New capability, same discipline: verify the inputs, then let it run ↓
Frequently asked questions
Can NotebookLM run Python now?
Yes. As of June 8, 2026, each notebook has a secure, sandboxed cloud computer that writes and executes code — typically Python — to analyze the data in your sources. It runs the code in an isolated environment and uses the computed result in its answer, rather than estimating in text.
Is NotebookLM's math actually accurate now?
More reliable, yes. Because calculations run as executed code instead of language-model text prediction, arithmetic and statistics are computed rather than guessed. Gemini 3.5 also surfaces its reasoning steps so the work is auditable. You should still verify that the input figures were extracted from the right sources.

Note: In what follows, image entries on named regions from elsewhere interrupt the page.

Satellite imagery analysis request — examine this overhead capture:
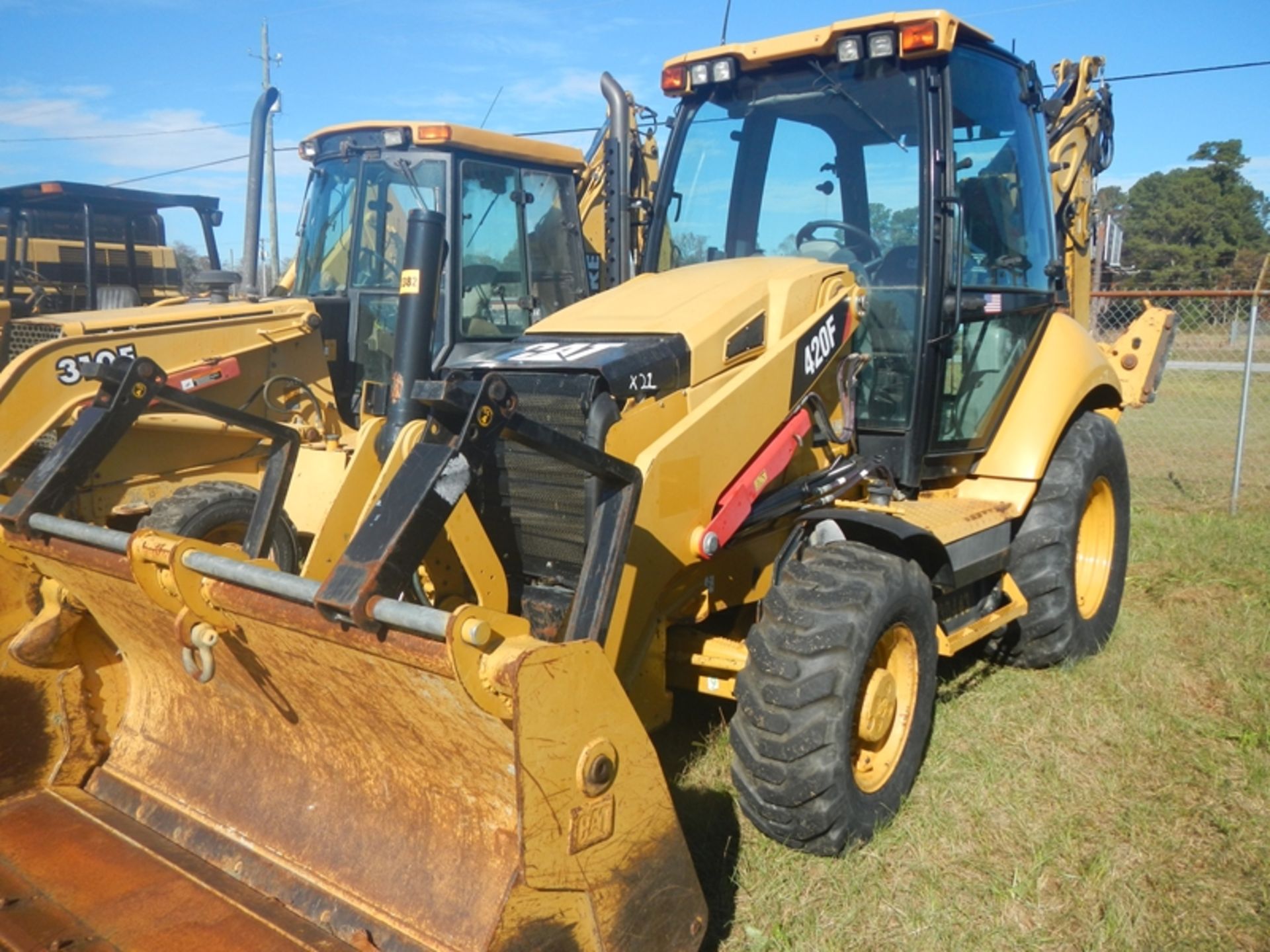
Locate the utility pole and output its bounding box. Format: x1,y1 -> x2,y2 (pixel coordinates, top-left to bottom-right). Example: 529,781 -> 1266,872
247,20 -> 282,291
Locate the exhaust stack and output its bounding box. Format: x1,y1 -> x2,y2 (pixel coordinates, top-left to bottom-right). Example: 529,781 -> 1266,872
599,72 -> 631,288
374,208 -> 446,461
241,87 -> 278,296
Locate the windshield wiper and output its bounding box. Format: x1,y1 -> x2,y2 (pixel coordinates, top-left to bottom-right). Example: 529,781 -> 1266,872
808,60 -> 908,152
396,159 -> 432,212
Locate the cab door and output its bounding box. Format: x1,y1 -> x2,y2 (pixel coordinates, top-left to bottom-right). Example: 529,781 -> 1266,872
923,47 -> 1060,480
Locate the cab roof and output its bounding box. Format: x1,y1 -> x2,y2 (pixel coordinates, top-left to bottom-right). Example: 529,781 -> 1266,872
665,10 -> 992,70
306,119 -> 587,169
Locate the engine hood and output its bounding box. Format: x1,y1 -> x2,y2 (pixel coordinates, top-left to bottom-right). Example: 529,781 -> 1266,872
451,258 -> 853,397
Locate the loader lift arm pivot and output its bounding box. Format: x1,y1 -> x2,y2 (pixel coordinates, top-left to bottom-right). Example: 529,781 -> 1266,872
0,357 -> 300,559
315,373 -> 642,643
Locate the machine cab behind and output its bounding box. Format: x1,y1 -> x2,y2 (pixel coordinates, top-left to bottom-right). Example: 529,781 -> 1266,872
292,122 -> 589,421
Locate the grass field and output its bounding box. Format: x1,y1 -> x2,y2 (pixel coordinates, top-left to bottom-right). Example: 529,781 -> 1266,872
1120,365 -> 1270,512
659,504 -> 1270,952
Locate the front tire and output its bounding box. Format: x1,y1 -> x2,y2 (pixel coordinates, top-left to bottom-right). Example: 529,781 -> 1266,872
730,542 -> 937,855
997,413 -> 1129,668
137,480 -> 300,573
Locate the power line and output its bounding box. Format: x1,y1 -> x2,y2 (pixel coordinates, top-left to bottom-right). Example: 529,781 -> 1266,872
89,60 -> 1270,185
1107,60 -> 1270,83
0,122 -> 251,145
106,146 -> 296,188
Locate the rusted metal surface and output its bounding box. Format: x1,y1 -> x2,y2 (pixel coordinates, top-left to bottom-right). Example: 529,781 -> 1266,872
22,557 -> 518,949
4,532 -> 132,581
0,792 -> 348,952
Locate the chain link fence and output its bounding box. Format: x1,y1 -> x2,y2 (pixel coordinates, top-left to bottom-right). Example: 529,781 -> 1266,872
1091,291 -> 1270,512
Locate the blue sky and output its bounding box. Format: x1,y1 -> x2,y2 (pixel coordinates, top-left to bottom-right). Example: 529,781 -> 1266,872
0,0 -> 1270,258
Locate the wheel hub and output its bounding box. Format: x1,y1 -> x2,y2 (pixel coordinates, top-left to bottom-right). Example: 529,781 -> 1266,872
851,622 -> 918,793
860,668 -> 896,744
1074,476 -> 1115,627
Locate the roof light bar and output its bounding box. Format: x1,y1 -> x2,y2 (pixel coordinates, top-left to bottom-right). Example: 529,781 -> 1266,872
899,20 -> 940,54
838,37 -> 865,62
414,126 -> 453,145
865,29 -> 896,60
661,66 -> 689,95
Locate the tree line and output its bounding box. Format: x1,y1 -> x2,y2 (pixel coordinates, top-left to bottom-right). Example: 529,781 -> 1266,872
1096,138 -> 1270,290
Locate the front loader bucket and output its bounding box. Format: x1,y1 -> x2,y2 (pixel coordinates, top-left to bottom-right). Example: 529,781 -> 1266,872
0,533 -> 705,951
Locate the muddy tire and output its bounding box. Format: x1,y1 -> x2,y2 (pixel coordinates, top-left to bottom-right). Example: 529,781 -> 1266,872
730,542 -> 937,855
137,481 -> 300,573
995,413 -> 1129,668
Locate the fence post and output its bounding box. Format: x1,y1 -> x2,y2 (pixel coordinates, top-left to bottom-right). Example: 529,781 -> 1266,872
1230,254 -> 1270,516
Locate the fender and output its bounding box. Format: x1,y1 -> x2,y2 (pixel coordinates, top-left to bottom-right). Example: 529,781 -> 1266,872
972,312 -> 1124,481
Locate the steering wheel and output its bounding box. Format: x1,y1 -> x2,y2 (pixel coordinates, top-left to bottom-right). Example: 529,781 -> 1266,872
356,245 -> 402,284
794,218 -> 881,264
13,265 -> 61,313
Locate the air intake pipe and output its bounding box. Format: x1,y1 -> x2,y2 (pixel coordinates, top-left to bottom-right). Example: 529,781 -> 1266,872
599,72 -> 631,288
374,208 -> 446,461
241,87 -> 278,296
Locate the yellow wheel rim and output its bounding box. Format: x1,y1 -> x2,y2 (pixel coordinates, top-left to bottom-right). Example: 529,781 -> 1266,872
851,623 -> 918,793
1076,476 -> 1115,627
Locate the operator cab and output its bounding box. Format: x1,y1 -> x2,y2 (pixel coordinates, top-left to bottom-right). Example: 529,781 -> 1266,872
292,122 -> 588,424
644,11 -> 1060,487
0,182 -> 221,317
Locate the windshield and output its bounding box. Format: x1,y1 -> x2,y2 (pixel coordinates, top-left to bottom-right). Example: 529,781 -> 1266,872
660,62 -> 921,275
296,153 -> 446,296
653,61 -> 925,430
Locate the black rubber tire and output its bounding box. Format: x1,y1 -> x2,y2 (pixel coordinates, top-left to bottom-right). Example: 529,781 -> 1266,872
137,481 -> 300,573
994,413 -> 1129,668
730,542 -> 939,855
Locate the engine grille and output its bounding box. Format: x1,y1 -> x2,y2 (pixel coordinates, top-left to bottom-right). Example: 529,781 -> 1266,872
5,320 -> 62,360
497,373 -> 595,588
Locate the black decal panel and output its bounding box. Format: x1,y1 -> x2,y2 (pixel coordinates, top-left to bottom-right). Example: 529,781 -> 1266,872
447,334 -> 691,400
790,301 -> 851,406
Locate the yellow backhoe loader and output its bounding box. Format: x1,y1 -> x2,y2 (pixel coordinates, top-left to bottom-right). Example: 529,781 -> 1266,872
0,182 -> 221,321
0,11 -> 1171,949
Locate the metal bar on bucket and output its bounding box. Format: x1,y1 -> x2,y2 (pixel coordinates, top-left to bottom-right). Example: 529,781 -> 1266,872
29,513 -> 128,555
182,552 -> 450,639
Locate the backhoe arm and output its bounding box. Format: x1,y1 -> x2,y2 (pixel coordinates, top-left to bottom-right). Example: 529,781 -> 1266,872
1044,56 -> 1114,327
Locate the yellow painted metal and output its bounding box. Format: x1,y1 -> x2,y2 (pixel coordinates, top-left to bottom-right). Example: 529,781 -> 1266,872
306,119 -> 587,170
1076,476 -> 1115,627
1049,56 -> 1105,327
973,312 -> 1122,481
935,573 -> 1027,658
665,10 -> 992,76
578,93 -> 659,291
665,628 -> 749,701
0,301 -> 334,479
851,623 -> 919,793
1099,301 -> 1177,407
2,533 -> 705,951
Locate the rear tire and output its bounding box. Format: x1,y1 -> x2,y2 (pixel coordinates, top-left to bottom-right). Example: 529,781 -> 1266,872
730,542 -> 937,855
997,413 -> 1129,668
137,481 -> 300,573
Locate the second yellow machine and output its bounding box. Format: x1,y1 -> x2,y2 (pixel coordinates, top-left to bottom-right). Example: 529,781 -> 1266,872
0,11 -> 1171,949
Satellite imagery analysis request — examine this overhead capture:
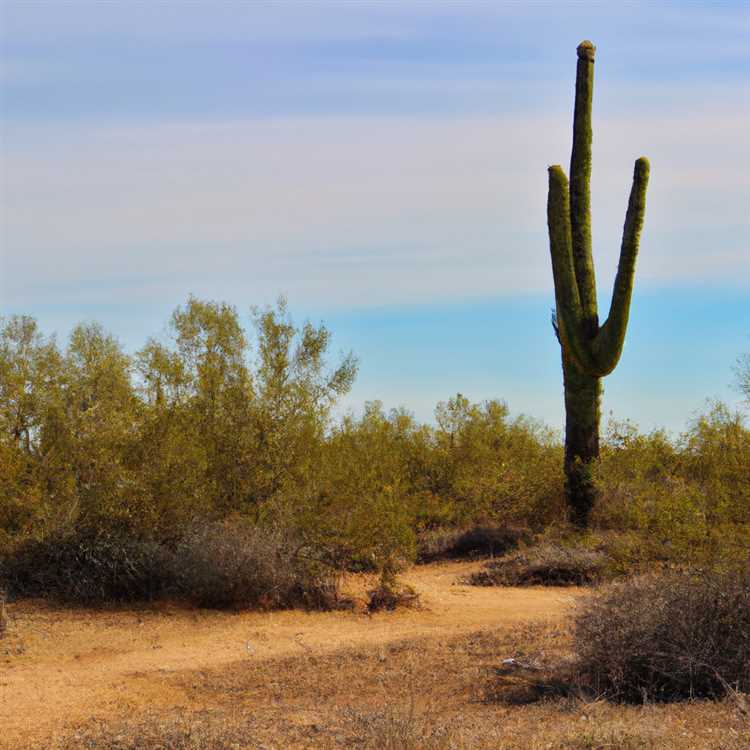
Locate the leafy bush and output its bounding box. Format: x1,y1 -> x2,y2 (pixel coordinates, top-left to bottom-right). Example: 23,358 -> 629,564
574,568 -> 750,701
468,544 -> 609,586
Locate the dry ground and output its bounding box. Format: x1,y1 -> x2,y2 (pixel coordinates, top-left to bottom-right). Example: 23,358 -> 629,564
0,563 -> 750,750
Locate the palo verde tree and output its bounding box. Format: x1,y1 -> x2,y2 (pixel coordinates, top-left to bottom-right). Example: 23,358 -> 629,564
547,41 -> 649,527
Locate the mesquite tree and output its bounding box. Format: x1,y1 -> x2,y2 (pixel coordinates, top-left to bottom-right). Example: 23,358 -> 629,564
547,41 -> 649,526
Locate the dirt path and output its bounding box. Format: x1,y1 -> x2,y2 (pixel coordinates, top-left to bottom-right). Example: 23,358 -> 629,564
0,563 -> 579,748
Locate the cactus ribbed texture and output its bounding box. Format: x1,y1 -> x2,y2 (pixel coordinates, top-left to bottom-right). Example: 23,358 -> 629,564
547,41 -> 649,526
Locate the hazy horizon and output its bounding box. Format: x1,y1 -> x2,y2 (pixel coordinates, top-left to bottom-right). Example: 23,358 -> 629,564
0,2 -> 750,431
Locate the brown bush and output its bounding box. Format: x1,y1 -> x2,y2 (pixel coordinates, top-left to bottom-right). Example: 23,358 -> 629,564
174,521 -> 337,609
574,569 -> 750,701
367,582 -> 419,612
0,532 -> 172,604
467,544 -> 608,586
417,525 -> 527,563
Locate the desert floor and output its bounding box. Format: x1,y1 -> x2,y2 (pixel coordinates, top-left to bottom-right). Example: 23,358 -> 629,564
0,563 -> 750,750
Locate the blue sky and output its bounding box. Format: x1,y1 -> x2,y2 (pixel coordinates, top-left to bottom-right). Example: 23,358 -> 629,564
0,0 -> 750,430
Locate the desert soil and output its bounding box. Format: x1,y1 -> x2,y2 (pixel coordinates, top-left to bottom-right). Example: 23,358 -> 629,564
0,563 -> 580,749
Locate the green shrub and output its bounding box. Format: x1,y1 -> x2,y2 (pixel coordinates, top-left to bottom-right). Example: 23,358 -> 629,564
574,568 -> 750,702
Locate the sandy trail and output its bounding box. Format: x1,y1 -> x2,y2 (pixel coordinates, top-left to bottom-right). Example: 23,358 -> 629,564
0,563 -> 579,748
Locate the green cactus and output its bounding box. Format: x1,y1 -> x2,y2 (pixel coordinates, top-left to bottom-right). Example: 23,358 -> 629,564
547,41 -> 649,527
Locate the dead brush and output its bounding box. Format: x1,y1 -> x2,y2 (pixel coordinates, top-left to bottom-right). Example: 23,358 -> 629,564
466,544 -> 609,586
367,581 -> 419,613
0,589 -> 8,638
573,569 -> 750,710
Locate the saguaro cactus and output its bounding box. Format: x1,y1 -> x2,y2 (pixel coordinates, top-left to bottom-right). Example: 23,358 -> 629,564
547,41 -> 649,526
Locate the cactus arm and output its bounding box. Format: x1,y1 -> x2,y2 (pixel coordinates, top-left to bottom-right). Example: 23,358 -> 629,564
547,166 -> 595,370
593,156 -> 650,376
570,41 -> 599,328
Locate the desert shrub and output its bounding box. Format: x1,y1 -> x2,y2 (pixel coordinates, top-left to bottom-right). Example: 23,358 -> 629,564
592,412 -> 750,568
417,525 -> 527,562
574,568 -> 750,701
428,394 -> 565,529
173,520 -> 336,609
468,543 -> 609,586
0,532 -> 174,604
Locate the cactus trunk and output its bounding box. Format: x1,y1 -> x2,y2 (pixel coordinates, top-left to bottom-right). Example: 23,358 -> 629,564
563,357 -> 602,527
547,41 -> 649,527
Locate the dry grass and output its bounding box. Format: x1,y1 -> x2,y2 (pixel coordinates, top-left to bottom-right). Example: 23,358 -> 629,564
467,544 -> 609,586
40,626 -> 750,750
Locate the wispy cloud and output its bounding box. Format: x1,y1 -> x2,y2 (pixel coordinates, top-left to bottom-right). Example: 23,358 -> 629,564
4,109 -> 750,304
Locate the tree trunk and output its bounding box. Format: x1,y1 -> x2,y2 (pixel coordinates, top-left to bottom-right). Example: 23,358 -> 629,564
563,355 -> 601,528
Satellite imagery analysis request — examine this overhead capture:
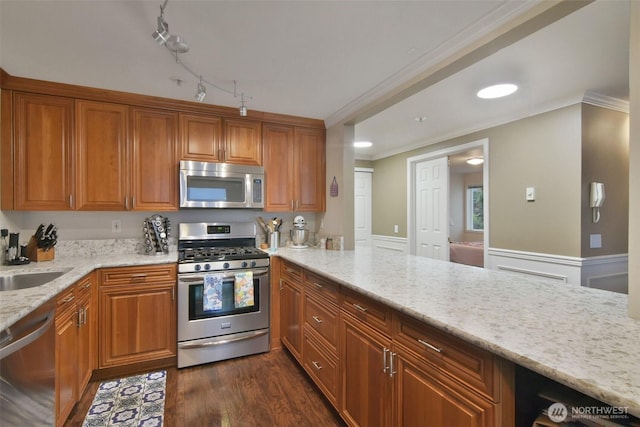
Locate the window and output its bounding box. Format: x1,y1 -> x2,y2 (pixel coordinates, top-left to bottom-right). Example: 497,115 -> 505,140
467,185 -> 484,231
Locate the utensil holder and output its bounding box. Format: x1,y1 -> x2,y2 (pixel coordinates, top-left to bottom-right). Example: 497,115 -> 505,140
27,236 -> 56,262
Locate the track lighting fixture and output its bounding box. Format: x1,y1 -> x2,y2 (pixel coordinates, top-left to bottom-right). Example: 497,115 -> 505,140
152,0 -> 253,117
196,76 -> 206,103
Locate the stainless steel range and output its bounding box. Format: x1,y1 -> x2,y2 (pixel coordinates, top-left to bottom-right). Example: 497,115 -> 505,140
178,223 -> 269,368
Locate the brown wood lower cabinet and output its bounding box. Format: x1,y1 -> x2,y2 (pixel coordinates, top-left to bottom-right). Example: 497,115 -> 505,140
99,264 -> 177,369
275,260 -> 515,427
55,273 -> 96,426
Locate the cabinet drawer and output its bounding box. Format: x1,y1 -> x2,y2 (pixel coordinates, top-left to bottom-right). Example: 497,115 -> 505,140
393,315 -> 500,400
75,274 -> 93,300
303,333 -> 339,408
280,261 -> 302,283
342,288 -> 391,335
56,286 -> 78,315
304,272 -> 340,304
304,295 -> 338,351
100,264 -> 177,286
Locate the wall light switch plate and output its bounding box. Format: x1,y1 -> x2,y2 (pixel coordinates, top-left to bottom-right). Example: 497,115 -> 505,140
526,187 -> 536,202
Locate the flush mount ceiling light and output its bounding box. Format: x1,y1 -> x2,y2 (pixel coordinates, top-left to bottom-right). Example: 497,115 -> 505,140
151,0 -> 253,117
353,141 -> 373,148
477,83 -> 518,99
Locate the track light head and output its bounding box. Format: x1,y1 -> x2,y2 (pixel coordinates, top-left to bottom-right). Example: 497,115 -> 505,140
151,14 -> 170,46
196,81 -> 207,102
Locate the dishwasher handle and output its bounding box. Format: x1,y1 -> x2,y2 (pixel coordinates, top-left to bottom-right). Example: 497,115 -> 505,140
0,309 -> 56,360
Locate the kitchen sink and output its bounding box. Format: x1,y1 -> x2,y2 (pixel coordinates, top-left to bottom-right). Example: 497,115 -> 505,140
0,271 -> 66,291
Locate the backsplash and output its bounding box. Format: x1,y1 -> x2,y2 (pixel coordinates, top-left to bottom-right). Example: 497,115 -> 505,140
55,238 -> 178,258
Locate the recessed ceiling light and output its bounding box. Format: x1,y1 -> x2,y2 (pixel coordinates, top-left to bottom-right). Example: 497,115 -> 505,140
353,141 -> 373,148
477,83 -> 518,99
467,157 -> 484,166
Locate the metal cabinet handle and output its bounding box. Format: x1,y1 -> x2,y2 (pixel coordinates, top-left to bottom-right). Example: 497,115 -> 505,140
389,351 -> 398,378
382,347 -> 389,374
353,304 -> 367,313
418,339 -> 442,353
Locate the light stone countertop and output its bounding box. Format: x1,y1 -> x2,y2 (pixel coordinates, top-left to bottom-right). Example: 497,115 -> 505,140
269,248 -> 640,416
0,245 -> 178,331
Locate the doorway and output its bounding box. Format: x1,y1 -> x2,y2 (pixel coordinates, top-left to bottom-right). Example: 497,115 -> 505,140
407,138 -> 489,260
353,168 -> 373,247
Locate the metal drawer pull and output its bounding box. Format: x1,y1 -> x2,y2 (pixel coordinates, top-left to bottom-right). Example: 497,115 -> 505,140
418,339 -> 442,353
353,304 -> 367,313
389,352 -> 398,378
382,347 -> 389,374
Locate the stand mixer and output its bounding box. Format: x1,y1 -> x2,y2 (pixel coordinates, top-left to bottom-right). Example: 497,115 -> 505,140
290,215 -> 309,249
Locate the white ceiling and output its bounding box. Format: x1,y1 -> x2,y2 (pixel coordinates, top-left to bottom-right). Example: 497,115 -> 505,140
0,0 -> 629,159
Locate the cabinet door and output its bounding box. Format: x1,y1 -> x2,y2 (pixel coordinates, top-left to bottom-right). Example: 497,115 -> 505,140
262,124 -> 294,212
98,283 -> 176,368
14,93 -> 74,210
180,114 -> 224,162
293,128 -> 325,212
55,297 -> 78,426
340,314 -> 390,427
129,109 -> 178,211
76,100 -> 130,210
224,119 -> 262,166
394,350 -> 496,427
280,278 -> 302,363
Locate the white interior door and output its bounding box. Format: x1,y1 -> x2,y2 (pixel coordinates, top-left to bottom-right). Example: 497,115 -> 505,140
353,171 -> 373,246
415,157 -> 449,261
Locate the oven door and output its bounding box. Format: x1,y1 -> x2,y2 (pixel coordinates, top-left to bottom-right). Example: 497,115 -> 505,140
178,268 -> 269,342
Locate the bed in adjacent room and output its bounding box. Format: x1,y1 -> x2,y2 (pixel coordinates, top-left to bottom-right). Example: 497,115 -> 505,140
449,242 -> 484,267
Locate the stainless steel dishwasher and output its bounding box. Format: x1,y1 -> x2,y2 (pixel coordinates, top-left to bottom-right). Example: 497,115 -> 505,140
0,300 -> 56,427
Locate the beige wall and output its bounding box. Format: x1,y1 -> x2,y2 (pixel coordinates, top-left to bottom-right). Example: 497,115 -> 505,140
629,1 -> 640,320
581,104 -> 629,257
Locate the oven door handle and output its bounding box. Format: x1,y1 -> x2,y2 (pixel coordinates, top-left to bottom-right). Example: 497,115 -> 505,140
178,329 -> 269,350
178,268 -> 269,283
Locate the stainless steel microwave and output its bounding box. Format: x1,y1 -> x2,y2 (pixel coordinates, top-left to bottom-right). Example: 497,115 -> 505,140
180,160 -> 264,209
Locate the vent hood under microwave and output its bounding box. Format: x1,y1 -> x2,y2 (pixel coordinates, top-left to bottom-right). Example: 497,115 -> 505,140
179,160 -> 264,209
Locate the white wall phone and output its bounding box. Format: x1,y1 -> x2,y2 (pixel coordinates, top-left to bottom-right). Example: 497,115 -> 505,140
589,182 -> 604,222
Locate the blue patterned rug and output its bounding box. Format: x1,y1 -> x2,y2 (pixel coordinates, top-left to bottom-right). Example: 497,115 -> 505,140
82,371 -> 167,427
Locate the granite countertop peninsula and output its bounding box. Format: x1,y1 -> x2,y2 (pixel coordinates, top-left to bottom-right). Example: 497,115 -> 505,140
270,248 -> 640,416
0,239 -> 178,330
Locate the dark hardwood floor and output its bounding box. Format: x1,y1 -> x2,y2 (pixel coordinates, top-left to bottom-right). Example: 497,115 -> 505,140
65,349 -> 345,427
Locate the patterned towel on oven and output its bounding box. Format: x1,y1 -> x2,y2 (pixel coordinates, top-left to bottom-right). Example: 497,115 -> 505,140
234,271 -> 255,308
202,274 -> 222,311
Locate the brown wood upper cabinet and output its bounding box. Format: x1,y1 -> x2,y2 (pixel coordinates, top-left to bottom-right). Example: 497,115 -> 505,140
76,100 -> 131,210
12,92 -> 74,210
127,108 -> 178,211
262,123 -> 325,212
180,113 -> 262,166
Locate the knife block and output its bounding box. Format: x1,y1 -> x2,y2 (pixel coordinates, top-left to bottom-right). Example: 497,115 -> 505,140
27,236 -> 56,262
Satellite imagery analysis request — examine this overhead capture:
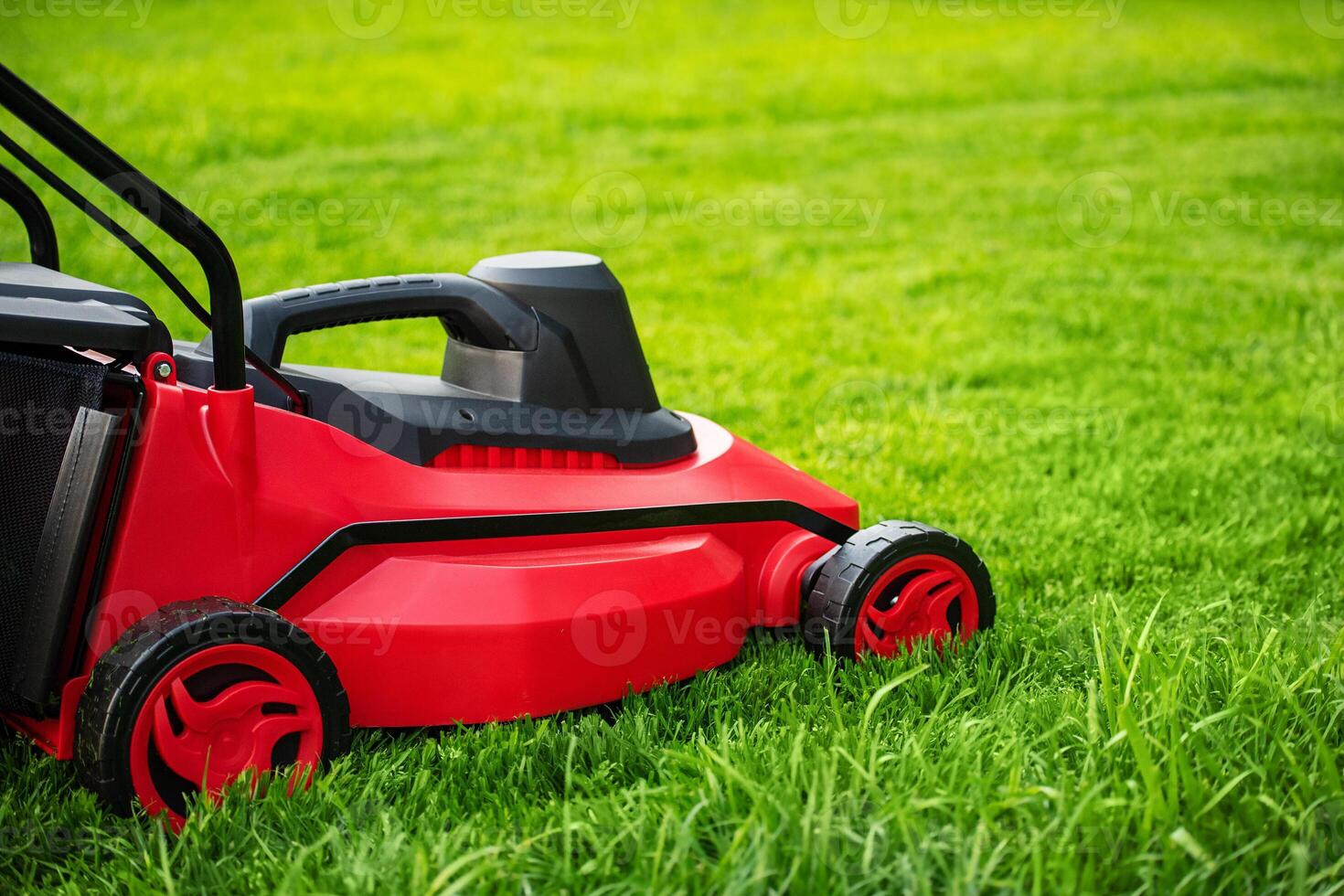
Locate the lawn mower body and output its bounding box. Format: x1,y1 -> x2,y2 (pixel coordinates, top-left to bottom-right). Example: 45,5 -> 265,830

Which plans have code execution?
At launch on June 8, 2026 it's live for Google AI Ultra subscribers and Workspace business customers with AI Ultra Access or AI Expanded Access, on the web. Free-tier users were not included initially; Google said it will expand access over time but gave no schedule.
How do I make NotebookLM run code instead of just answering?
There's no manual toggle. State the calculation and the deliverable explicitly in one prompt — e.g. "compute the year-over-year revenue change from the three PDFs and create a report with a bar chart." Requests that name the inputs, the operation, and the output artifact reliably route to the sandbox.
What can it output?
The same run can produce computed answers plus downloadable deliverables: PDF reports with charts and tables, Excel (.xlsx) spreadsheets, PowerPoint (.pptx) decks, Markdown, and structured .csv/.json — part of the 11 new export formats in the June update.
Is my data private and sandboxed?
Each notebook's computer is isolated, and Google states that personal data uploaded to NotebookLM is not used to train its models. Workspace and Enterprise editions add stronger data protection. For confidential or privileged material, review your plan's terms before uploading.
Does it work on the mobile app or free tier?
Not at launch. The June 8 rollout is web-only and limited to Ultra and qualifying Workspace tiers. The mobile app was not named as a launch surface, and free/Plus/Pro access is expected to follow over time without a published date.